Switch & Shift recently talked with authors Tracy Maylett, Ed.D, and Matthew Wride, J.D., P.H.R., about their new book, The Employee Experience: How to Attract Talent, Retain Top Performers, and Drive Results. The book explores what is shaping up to be the hot HR topic of 2017 – the employee experience. Maylett and Wride are chief executives at DecisionWise.
Switch & Shift: What’s behind the momentum in organizations evaluating their employee experience? How do we know it’s not a management fad?
Maylett: We can thank the recent push in employee engagement for a good part of this momentum. Organizations have discovered clear ties between engagement and operational performance. Engagement has become more than a nice-to-have, HR-sponsored idea. When something has financial measures, ROI, profitability, quality, attrition, etc., tied to it, that tends to get the attention of the entire organization.
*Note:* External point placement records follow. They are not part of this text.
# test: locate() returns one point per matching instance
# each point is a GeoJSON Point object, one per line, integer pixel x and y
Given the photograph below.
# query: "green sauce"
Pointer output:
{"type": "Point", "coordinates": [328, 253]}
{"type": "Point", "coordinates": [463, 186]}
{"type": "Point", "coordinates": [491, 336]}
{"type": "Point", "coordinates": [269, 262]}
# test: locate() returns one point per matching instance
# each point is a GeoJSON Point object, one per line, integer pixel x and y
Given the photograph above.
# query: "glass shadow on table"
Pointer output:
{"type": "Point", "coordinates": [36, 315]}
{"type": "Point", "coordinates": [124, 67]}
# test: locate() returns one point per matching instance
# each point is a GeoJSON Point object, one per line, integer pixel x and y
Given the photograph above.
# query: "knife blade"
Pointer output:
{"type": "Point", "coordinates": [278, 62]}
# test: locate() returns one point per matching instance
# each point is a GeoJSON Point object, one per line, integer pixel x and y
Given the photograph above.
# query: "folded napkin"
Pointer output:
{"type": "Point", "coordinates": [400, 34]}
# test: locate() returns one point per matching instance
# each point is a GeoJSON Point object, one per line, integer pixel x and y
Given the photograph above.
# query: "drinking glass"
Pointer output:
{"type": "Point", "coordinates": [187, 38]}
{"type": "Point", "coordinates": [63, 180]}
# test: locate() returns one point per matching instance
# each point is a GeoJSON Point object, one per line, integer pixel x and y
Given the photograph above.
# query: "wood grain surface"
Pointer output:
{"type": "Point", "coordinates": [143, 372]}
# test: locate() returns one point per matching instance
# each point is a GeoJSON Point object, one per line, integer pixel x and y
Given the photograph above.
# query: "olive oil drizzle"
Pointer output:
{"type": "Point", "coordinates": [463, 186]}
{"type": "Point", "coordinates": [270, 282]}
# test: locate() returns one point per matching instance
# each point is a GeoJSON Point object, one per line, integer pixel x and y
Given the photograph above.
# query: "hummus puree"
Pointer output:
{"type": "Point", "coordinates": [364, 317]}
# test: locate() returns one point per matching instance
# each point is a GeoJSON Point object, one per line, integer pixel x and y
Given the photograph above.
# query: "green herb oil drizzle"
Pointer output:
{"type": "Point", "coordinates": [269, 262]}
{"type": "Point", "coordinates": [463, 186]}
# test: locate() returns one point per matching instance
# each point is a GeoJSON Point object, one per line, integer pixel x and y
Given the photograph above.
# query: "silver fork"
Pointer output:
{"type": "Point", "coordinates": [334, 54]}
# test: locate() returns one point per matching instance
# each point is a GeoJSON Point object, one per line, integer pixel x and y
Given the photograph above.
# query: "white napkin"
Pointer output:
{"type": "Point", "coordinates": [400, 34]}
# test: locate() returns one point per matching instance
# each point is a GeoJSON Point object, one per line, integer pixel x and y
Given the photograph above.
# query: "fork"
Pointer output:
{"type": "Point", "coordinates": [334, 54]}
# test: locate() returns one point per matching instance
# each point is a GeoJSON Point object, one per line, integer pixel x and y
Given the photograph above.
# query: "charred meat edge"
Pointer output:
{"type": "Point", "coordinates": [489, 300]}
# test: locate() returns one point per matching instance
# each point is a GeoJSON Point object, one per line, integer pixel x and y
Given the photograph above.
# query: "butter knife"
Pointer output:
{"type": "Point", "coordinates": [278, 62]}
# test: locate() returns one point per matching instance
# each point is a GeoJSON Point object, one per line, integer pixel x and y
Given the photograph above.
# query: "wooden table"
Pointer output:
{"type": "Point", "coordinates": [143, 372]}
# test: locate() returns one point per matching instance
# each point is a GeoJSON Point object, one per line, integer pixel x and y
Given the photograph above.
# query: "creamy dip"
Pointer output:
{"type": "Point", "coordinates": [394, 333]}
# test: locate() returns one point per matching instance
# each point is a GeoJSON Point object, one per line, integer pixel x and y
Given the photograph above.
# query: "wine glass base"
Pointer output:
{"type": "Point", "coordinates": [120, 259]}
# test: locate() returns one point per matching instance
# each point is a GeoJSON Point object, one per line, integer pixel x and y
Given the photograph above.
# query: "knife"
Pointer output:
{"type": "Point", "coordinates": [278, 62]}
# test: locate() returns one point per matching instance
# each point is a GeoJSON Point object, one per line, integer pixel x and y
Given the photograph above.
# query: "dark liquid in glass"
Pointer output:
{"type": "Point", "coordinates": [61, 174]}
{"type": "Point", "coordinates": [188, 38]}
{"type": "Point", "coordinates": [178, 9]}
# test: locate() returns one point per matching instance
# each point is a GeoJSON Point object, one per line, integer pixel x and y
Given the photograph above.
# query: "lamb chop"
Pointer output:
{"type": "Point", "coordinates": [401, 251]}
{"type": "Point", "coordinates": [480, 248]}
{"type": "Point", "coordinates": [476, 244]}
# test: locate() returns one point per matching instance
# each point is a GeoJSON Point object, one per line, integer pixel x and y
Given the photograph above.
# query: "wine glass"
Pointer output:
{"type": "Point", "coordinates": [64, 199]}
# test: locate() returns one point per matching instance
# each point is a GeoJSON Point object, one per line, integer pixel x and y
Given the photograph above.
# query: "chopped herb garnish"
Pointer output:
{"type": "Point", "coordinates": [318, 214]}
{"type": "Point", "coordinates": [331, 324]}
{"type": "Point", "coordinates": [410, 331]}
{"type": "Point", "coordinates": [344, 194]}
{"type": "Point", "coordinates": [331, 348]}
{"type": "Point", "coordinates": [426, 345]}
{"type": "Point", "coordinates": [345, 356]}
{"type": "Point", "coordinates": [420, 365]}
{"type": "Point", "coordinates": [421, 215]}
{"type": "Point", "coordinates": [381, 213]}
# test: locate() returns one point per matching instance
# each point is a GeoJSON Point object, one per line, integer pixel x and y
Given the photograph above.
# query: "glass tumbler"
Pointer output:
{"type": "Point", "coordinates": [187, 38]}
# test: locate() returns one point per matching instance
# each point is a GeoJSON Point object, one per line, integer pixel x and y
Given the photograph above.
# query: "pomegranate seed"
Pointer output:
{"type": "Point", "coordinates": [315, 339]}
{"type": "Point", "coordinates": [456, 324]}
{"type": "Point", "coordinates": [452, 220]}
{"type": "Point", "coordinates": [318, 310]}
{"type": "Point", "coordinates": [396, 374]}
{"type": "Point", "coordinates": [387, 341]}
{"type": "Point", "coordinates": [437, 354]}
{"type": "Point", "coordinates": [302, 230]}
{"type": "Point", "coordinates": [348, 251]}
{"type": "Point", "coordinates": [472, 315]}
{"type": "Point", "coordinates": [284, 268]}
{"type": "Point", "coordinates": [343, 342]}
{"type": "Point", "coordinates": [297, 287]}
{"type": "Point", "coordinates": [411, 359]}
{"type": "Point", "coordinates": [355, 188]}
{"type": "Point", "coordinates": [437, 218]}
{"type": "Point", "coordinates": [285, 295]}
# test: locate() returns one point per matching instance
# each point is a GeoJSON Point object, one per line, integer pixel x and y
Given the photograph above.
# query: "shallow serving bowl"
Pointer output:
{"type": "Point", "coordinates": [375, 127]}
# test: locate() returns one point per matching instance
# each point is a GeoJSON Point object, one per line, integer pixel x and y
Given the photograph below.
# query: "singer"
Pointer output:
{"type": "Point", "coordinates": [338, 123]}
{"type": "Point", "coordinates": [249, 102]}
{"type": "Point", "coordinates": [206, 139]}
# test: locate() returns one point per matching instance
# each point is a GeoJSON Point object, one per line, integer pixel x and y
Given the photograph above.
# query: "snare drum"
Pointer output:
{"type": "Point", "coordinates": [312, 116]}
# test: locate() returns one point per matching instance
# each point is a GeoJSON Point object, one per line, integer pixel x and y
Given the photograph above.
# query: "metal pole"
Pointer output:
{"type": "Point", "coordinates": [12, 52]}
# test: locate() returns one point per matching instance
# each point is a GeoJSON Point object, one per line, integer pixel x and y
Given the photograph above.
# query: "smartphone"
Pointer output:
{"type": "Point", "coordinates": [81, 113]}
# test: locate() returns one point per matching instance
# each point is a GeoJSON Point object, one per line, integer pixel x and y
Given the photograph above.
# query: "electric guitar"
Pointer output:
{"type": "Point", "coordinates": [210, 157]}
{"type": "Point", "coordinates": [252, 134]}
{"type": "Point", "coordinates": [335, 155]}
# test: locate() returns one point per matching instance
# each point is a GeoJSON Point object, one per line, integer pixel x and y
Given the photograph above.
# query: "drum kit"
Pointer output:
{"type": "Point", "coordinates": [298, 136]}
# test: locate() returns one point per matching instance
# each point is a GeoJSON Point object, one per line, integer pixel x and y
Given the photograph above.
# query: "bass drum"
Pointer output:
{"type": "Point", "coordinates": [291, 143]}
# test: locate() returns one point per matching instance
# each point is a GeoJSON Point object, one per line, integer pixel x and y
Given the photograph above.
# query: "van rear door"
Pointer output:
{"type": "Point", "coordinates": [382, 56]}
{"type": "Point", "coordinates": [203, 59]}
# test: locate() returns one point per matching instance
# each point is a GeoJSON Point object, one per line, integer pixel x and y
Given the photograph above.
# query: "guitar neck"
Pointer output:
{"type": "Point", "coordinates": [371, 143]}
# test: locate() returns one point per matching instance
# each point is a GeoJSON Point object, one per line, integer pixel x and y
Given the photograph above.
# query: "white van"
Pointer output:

The employee experience, or “EX,” is the sum of perceptions employees have about their interactions with the organization in which they work. Organizations now realize engagement is only a part of the human equation regarding these measures. Sometimes EX is positive, sometimes it’s negative. But it’s always there. EX directly impacts performance. The way in which employees perceive their experience is a strong predictor of organizational performance. Emphasis on performance certainly isn’t a fad, so it’s important to understand all the indicators associated with that performance. Understanding EX is foundational.
S&S: What trends do you see regarding the connection between employee experience and customer experience?
Maylett: There has been a great deal of attention focused on creating a stellar customer experience (CX). There is no doubt customer satisfaction is rocket fuel for the bottom line. However, today’s organizations are burning billions in fruitless efforts to create a profit-boosting CX. Many companies fail to recognize their employees create the customer experience. The employee is the face of the company. The customer experience is a direct result of the employee experience. CX = EX. We call this the “Law of Congruent Experience.” Employees will deliver a customer experience that matches their own employee experience. And some organizations are finally realizing the sole focus on CX is a backward attempt to delight customers.
Wride: Over the past several years, the trend has been to focus intently on customer experience while many times ignoring those who interact with the customer on a daily basis: the employees. We try and remind business leaders to lay a foundation built on a well-functioning employee experience rather than obsessing over whether a customer spent 32.3 seconds on the website as opposed to 36.9 seconds last year. If you want a superlative customer experience, start by creating an environment that fosters and promotes an engaged workforce.
S&S: Talk about the role employee expectations play in the employee experience. What are other important factors?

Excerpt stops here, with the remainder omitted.